Allarme tasse della Cgia: ''Italiani pagheranno 612 euro in più''
Roma, 16 apr. - (Adnkronos) - Tra quest'anno e il prossimo gli italiani si troveranno a pagare 612 euro in più di tasse. E' l'allarme lanciato dalla Cgia che ha analizzato ed elaborato i dati pubblicati nei giorni scorsi dal Governo nel Documento di Economia e Finanza 2011.
"Non è tecnicamente un vero e proprio aumento del carico fiscale sui cittadini - sottolinea l'Associazione degli artigiani di Mestre - tuttavia da quest'anno ciascun italiano si troverà a pagare 236 euro in più di tasse e contributi nel 2012 il peso delle imposte crescerà di altri 376 euro pro capite.
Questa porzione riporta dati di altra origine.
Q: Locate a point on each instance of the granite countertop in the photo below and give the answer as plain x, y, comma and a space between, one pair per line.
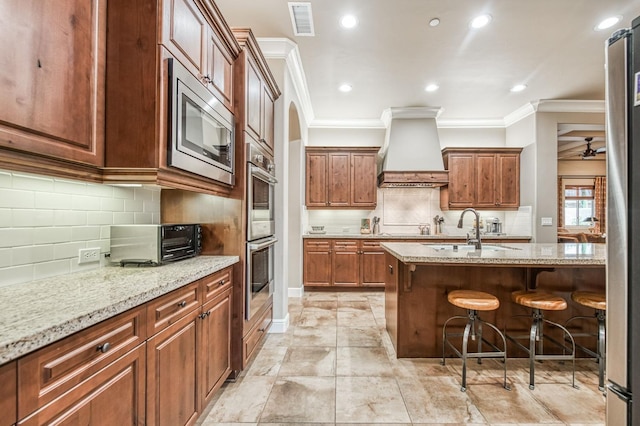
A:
584, 254
385, 236
40, 312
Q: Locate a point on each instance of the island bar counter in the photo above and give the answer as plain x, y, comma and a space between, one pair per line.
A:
419, 277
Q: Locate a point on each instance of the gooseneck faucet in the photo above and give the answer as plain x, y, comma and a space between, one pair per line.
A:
477, 241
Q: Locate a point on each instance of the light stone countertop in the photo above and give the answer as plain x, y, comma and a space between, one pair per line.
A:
40, 312
385, 236
581, 254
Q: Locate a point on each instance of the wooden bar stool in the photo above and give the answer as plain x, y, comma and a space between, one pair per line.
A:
539, 302
474, 301
597, 301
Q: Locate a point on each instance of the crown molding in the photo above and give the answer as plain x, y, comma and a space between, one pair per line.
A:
285, 49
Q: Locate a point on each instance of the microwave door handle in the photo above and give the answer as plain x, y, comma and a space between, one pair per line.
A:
262, 175
260, 246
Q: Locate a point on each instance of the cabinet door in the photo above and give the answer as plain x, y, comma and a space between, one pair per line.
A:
113, 396
485, 169
372, 267
53, 77
346, 263
508, 180
363, 180
172, 374
184, 33
215, 344
317, 170
8, 394
253, 101
267, 119
461, 180
220, 69
317, 262
339, 191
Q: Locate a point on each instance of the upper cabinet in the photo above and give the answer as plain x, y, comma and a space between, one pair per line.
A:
138, 102
482, 178
53, 86
256, 91
341, 177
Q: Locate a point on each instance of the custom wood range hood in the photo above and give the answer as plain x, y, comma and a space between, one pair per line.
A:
411, 153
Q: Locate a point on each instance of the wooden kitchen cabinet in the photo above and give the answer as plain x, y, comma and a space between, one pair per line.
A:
341, 177
191, 39
52, 119
9, 394
343, 263
482, 178
192, 32
256, 91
Pertanto, nel biennio 2011-2012, ogni italiano dovrà ipoteticamente versare nelle casse dello Stato 612 euro in più rispetto a quanto ha pagato nel 2010".
Per Giuseppe Bortolussi segretario della Cgia,la crescita del gettito fiscale e contributivo è riconducibile all'effetto di tre fattori: la leggera ripresa economica in atto; l'aumento del gettito proveniente dalla lotta all'evasione fiscale; da un possibile incremento della tassazione locale "che dovrebbe aumentare, almeno in questo primo biennio, a causa dell'applicazione dei decreti sul federalismo fiscale".
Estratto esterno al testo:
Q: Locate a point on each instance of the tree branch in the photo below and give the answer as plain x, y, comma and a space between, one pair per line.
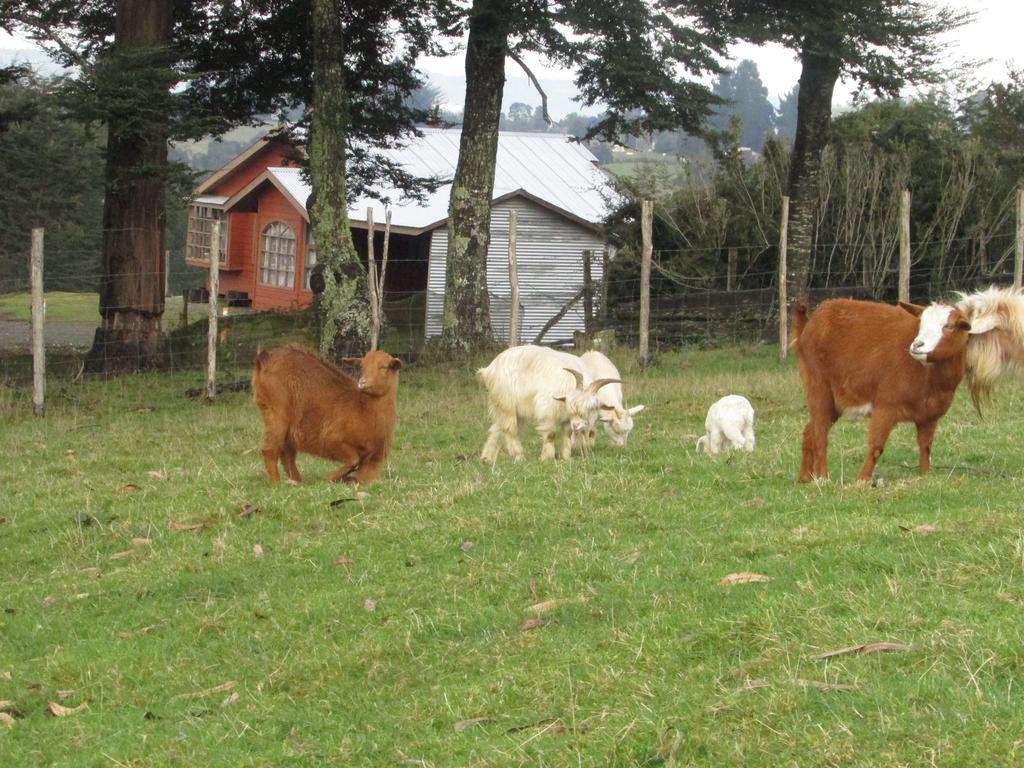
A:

Quanto alle ragioni statistiche dell'aumento del gettito, "nel 2011, nonostante la pressione fiscale sia destinata a scendere di uno 0,1% rispetto al 2010, le entrate tributarie e i contributi sociali registreranno un aumento in termini assoluti pari a 17 mld di euro circa" spiega la Cgia.
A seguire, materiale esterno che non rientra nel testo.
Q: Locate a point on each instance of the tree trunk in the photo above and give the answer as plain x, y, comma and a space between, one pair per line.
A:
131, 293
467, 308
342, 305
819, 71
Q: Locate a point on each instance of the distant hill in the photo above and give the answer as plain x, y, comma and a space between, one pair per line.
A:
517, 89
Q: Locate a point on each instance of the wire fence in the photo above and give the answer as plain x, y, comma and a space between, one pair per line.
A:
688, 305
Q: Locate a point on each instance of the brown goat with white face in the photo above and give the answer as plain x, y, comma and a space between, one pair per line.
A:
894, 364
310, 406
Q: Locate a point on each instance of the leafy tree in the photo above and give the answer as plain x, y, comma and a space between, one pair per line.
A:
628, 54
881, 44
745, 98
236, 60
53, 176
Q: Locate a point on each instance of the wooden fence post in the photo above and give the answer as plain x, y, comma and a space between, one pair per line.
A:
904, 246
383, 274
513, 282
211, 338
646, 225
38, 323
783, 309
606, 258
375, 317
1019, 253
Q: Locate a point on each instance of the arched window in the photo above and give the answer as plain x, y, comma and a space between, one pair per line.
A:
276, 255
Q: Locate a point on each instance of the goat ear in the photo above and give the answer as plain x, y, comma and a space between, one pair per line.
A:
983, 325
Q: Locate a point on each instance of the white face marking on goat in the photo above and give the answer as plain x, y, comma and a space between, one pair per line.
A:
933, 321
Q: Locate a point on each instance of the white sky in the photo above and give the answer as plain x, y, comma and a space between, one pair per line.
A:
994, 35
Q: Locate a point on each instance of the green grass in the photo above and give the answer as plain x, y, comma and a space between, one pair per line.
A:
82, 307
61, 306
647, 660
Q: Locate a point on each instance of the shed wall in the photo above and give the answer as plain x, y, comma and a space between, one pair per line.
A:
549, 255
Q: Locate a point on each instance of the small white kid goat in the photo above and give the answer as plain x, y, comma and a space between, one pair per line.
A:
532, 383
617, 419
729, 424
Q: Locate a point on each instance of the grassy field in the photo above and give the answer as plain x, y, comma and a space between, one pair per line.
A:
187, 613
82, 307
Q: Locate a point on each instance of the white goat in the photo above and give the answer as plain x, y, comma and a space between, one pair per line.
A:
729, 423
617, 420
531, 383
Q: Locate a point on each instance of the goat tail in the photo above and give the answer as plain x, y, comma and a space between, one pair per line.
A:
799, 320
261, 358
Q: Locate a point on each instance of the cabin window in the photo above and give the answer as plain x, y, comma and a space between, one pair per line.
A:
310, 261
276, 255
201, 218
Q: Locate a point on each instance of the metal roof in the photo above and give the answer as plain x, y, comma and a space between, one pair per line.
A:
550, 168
"Rapportando il gettito totale (676,8 mld di euro) alla popolazione italiana, il carico fiscale su ciascun cittadino (pari a 11.194 euro) aumenterà, rispetto al 2010, di 236 euro. Nel 2012, invece, la pressione fiscale dovrebbe salire al 42,7% (+ 0,2% rispetto al 2011). A fronte di questo aumento, dovuto in particolar modo alla maggiore crescita delle entrate rispetto al Pil, farà salire le entrate complessive a 701,9 mld di euro (pari a 11.570 euro pro capite). Pertanto, l'aumento pro capite, rispetto al 2011, sarà pari a 376 euro".